Don’t show printouts to grannies and call that a test

Speaking notes from a presentation give 2007.09.12 at TypeTech, ATypI Brighton 2007.

Notes

I was at ATypI 2003 in Vancouver talking about caption fonts. Who can forget South Park?
I now run a research project, the Open & Closed Project, that is in the throes of birthing. We’re already working on screenfonts for captioning and subtitling.
- I’ve been having a devil of a time attracting designers. The entire history of typeface design has been about prospective work, typefaces designed because the designer wants to design them, and maybe selling them later. Only in recent years has it been possible to make a living off commissioned fonts.
- Here we’ve got an application where typefaces go for tens of thousands of dollars and would be read every day by thousands or millions of people, yet almost nobody wants to work prospectively on them.
I’ve been working on screenfonts for captioning off and on since 1989, when I gave a presentation at a conference on the typographic requirements for captioning for HDTV.

Why is the function of caption and subtitle fonts important?

The computer has made us understand that typography is functional. We came to understand that by looking at lousy screenfonts.
- We saw right through IBM VGA fonts in WordPerfect.
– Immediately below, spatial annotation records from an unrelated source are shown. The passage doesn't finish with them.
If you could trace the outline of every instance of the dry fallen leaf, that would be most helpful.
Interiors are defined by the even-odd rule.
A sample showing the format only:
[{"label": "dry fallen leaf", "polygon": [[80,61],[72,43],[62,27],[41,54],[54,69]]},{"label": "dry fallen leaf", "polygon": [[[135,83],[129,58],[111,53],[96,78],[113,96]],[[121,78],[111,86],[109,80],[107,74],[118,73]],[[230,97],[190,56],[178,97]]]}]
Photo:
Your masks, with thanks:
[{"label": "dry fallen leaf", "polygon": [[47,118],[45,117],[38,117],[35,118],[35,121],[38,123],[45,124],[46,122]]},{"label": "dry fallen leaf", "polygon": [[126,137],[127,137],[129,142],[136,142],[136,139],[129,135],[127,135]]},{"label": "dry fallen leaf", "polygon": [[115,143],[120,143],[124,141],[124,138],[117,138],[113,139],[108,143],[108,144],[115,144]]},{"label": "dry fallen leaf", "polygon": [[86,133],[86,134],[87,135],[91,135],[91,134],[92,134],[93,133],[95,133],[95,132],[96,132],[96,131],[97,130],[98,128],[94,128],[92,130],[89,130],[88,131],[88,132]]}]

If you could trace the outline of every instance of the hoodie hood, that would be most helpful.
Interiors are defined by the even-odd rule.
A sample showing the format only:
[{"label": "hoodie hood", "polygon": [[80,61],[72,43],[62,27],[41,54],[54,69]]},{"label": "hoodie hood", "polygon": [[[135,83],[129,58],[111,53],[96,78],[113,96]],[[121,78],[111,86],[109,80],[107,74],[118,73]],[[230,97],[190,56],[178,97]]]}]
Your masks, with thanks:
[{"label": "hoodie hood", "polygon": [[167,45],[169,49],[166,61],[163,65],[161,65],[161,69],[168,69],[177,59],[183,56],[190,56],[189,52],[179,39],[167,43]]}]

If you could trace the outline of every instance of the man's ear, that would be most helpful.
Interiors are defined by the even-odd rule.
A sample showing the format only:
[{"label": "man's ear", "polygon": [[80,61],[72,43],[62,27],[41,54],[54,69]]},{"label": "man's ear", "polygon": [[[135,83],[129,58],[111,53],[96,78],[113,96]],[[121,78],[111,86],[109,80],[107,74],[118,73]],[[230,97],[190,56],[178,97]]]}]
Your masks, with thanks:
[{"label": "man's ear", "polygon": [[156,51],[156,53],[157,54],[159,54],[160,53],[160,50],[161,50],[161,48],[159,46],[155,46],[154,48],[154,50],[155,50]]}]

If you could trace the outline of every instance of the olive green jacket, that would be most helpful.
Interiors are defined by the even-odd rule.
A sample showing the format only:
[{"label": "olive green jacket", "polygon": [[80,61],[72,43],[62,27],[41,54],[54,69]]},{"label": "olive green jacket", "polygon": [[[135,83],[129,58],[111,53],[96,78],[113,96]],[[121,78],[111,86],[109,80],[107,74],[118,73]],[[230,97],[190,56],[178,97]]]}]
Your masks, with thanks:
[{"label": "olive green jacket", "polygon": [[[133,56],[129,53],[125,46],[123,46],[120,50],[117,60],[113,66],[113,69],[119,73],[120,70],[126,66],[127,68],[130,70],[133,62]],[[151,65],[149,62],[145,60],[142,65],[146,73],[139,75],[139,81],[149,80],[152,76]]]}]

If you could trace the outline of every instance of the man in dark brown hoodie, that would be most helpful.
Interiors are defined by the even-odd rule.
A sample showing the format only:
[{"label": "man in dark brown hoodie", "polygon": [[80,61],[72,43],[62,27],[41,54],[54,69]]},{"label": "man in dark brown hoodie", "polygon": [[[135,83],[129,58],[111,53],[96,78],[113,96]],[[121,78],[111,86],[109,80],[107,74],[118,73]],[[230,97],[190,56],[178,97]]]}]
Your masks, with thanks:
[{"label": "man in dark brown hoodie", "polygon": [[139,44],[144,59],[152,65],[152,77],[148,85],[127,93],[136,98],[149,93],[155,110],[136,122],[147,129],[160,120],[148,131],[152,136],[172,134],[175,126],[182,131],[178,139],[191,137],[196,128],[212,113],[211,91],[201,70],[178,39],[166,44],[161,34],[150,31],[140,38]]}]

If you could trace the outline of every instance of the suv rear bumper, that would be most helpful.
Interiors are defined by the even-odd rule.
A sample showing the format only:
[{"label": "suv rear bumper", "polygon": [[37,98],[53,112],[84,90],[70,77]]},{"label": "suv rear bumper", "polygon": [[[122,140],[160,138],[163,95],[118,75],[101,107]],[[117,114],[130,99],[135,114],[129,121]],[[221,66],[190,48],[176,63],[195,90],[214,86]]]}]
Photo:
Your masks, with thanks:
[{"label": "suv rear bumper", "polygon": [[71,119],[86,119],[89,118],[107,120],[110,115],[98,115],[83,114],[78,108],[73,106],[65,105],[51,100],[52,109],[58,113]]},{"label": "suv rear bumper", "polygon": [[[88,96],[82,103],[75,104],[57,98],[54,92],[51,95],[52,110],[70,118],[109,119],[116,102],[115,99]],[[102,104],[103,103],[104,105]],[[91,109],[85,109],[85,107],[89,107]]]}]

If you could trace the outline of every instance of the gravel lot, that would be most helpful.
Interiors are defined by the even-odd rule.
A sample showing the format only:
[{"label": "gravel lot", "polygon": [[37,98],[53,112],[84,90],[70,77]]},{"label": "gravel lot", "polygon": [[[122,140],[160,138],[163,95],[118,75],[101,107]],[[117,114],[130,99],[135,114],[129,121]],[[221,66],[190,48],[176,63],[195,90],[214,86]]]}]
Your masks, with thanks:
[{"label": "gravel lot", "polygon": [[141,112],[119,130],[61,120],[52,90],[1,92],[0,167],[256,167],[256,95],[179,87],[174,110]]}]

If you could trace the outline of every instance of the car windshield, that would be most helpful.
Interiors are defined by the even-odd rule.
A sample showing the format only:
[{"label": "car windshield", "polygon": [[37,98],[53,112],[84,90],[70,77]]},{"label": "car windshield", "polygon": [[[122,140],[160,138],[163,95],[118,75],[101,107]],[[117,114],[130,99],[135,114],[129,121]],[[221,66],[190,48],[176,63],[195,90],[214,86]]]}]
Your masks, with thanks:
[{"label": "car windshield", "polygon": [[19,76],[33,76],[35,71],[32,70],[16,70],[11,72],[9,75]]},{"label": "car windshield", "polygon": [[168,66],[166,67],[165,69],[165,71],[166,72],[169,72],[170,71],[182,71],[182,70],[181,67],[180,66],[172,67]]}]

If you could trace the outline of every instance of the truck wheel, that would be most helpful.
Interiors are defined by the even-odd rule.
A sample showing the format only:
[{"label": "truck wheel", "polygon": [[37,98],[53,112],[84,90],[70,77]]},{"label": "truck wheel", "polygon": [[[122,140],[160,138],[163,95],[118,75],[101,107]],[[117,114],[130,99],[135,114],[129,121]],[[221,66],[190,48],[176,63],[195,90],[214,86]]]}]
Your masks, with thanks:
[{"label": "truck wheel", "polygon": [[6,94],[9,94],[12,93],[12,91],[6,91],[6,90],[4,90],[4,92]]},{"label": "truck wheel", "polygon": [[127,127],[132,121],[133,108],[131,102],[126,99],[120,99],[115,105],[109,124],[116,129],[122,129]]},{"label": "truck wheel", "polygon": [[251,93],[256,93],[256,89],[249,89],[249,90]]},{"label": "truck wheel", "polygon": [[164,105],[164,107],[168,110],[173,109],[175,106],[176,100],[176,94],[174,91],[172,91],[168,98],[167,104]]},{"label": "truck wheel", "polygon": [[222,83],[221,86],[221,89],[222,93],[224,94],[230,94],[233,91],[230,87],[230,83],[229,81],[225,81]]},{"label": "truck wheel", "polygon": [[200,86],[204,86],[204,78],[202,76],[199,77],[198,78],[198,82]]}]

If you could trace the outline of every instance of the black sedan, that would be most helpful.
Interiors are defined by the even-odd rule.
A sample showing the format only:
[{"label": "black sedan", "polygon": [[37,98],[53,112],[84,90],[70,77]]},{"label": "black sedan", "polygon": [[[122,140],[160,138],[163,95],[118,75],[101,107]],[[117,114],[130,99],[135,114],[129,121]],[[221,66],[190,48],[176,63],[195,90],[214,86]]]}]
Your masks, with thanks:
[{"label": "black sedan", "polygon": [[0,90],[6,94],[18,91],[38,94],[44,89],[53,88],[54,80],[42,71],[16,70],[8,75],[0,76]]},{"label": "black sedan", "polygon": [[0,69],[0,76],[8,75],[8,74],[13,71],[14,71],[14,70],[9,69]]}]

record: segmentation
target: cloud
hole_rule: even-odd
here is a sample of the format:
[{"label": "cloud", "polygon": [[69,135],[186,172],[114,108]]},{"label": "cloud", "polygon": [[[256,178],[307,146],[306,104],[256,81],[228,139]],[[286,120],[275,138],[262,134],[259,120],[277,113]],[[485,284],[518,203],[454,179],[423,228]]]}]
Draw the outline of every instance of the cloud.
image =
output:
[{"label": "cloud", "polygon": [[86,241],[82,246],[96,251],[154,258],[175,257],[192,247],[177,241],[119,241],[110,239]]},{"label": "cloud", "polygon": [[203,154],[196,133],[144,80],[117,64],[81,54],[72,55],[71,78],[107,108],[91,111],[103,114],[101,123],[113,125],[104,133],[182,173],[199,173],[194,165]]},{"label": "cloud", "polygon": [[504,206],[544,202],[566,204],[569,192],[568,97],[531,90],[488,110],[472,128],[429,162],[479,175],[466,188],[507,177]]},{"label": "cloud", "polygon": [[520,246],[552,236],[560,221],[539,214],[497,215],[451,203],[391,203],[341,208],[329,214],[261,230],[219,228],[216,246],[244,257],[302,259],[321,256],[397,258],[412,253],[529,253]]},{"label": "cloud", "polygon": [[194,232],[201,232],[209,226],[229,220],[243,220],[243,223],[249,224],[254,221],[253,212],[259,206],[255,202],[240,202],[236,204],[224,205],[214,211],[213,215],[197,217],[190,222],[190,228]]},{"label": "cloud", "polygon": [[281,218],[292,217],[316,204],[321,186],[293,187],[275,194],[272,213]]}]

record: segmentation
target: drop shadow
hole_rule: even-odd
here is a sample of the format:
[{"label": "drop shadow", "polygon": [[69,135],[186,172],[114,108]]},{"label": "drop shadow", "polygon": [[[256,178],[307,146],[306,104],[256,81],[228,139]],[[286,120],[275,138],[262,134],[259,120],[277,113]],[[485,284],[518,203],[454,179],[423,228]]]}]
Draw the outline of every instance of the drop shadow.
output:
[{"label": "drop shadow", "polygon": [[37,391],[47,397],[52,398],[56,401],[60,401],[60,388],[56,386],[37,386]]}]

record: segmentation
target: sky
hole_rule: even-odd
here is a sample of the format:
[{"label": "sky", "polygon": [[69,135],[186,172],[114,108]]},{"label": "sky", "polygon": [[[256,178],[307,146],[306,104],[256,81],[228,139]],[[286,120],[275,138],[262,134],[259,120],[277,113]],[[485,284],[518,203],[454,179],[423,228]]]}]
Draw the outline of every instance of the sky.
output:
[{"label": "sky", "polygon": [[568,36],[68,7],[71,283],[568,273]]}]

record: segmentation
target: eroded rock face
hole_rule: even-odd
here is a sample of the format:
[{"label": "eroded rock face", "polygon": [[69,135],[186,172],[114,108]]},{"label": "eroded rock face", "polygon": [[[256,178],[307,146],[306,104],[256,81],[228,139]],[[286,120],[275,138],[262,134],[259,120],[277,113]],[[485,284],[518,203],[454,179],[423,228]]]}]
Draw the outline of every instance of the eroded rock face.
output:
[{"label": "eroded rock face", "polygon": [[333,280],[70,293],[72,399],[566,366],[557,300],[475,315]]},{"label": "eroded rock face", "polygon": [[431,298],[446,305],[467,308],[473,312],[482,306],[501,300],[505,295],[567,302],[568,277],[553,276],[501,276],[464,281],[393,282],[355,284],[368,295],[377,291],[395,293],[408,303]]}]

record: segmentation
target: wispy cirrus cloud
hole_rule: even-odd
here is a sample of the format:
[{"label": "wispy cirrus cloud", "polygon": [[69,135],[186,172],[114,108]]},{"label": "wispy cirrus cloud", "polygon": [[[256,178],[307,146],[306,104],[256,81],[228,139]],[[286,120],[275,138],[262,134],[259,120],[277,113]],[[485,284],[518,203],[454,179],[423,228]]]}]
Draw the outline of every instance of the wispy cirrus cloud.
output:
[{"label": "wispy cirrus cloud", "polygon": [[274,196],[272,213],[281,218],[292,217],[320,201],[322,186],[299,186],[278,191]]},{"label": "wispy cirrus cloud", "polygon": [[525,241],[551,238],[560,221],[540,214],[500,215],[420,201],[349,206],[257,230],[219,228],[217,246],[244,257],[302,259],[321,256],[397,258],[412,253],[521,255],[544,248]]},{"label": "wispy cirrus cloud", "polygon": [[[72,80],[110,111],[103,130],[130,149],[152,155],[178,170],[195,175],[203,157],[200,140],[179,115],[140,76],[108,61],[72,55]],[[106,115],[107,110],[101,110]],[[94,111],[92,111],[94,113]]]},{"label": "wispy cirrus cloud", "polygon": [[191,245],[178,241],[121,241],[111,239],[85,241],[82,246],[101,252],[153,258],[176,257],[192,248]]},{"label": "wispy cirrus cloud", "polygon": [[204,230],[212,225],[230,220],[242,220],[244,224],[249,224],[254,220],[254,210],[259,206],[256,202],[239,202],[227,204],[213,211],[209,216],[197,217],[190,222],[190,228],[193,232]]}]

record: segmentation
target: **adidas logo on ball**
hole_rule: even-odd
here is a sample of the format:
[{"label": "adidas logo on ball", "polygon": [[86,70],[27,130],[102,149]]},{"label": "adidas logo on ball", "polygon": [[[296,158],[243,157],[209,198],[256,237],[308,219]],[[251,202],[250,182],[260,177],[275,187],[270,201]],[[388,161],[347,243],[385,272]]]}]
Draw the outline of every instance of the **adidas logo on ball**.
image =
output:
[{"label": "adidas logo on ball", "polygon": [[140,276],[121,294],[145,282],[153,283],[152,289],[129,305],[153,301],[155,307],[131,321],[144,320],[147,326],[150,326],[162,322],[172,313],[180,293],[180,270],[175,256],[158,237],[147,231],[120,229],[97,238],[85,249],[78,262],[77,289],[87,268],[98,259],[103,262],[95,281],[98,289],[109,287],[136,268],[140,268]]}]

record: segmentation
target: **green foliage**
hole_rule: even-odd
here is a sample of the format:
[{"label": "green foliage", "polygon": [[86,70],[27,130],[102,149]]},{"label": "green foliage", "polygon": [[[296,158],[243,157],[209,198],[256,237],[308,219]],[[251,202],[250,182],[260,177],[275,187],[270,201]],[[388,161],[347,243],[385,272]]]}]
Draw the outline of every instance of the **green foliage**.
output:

We barely even noticed they were fonts!
- The IBM CGA fonts were terrible by comparison. We noticed that, at least.
- But we didn’t begin to care until the Mac came along with its aliased bitmap fonts.
We now know there are fields of typography where function is important, like signage and – still – on computer screens.
- Signage is unique in that it could be considered to have a life-and-death function.
- But computer screens are still mostly used for work. People put a lot of effort into making the type on office computer screens better.
So what about recreational reading?
- Books and magazines are mostly legible. So are newspapers. That’s a generalization, but you know it’s true most of the time.
- Where do people do a lot of recreational reading that isn’t in books, magazines, or newspapers? Surprise: On TV, on home video, and at the movies.

Today we’re going to look at just how pathetic the research into screenfonts for captioning and subtitling is, and come up with some principles for new research into those fonts.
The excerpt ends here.